Either way, the judge in the criminal case then proceeds to an evidentiary hearing about the circumstances of the plea *678 bargain, including exploration of whether a failure by the defendant to live up to the bargain relieves the government from its side of the deal. Ibid. In recognition of the essentially contractual rights which Doe and Roe seek to vindicate, the judge may authorize the use of interrogatories, notices to produce documents, and depositions, i.e., methods that have overtones of civil procedure. Unlike the civil context, however, use of discovery methods will be more constrained, and Doe and Roe will have the burden of articulating a connection between information they seek and facts they expect to establish. The judge shall have the usual discretion to curb discovery that is excessively broad or burdensome. The judge will wish to be specially alert to tailor discovery so as to prevent Doe and Roe from foraging generally in the Commonwealth's evidence or in such a way as will expose agents and informers. Although the norm should be to inquire into the agreement in open court, see Wright, Federal Practice and Procedure § 175.1, at 642-644 (2d ed. 1982), the judge may examine in camera material over which there is contention to assure that the government's legitimate interests are not jeopardized. Cf. Commonwealth v. Lugo, 23 Mass. App. Ct. 494, 501-505 (1987), S.C., 406 Mass. 565, 571-574 (1990).
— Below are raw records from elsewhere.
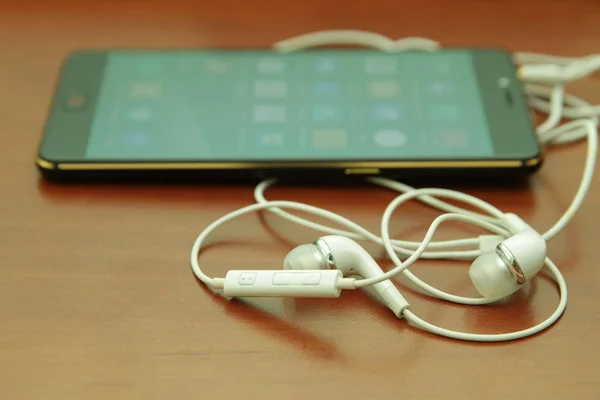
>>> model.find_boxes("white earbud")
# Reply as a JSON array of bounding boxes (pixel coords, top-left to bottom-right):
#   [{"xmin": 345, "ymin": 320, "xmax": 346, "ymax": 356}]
[
  {"xmin": 283, "ymin": 235, "xmax": 408, "ymax": 317},
  {"xmin": 469, "ymin": 214, "xmax": 546, "ymax": 297}
]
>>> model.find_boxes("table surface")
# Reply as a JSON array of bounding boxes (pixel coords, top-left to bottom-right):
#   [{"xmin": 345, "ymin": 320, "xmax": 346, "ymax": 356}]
[{"xmin": 0, "ymin": 0, "xmax": 600, "ymax": 400}]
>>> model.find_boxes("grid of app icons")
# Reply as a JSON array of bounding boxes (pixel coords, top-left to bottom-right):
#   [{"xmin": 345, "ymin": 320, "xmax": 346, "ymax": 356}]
[{"xmin": 111, "ymin": 52, "xmax": 469, "ymax": 158}]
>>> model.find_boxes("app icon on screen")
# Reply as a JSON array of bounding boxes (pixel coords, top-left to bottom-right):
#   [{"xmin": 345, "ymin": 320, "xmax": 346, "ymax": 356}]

The judgment dismissing Doe and Roe's civil action is affirmed. The underlying case shall proceed to trial, and the plea bargain issues may be explored along the lines described in this opinion.

So ordered.

NOTES

[1] James Roe.

[2] Superior Court and the Commonwealth of Massachusetts.

[3] Both the brief of the plaintiffs and that of the government (as did the plaintiffs' complaint) speak of an exchange of cooperation for "leniency in sentencing." When there is a mandatory minimum sentence, however, there is no scope, as a practical matter, for lenient sentencing. We assume that the agreement was that the Commonwealth, in exchange for cooperation, would reduce the charges against Doe and Roe. We may infer that indictments were brought because the plaintiffs refer to a pending criminal action in which they are the defendants. Doe and Roe have obscured the docket number or numbers of the pending criminal case or cases because they desire and — for reasons which will become apparent — need to preserve their anonymity.

[4] The complaint also asked for preliminary injunctive relief against continuation of the prosecution against Doe and Roe and against any disclosure of their identities and the nature of their cooperation.

[5] References to where amendments to those rules subsequent to 1974 appear in the reports of Massachusetts decisions are omitted.

[6] Should the judge ultimately conclude that there was no plea bargain, that the accused had not relied on it to his detriment, or that the government was excused from performance by the accused's failure to perform, the accused ought to have an opportunity to withdraw the guilty plea offered and to substitute a plea of not guilty. See Mass.R.Crim.P. 12(d), 378 Mass. 869 (1979).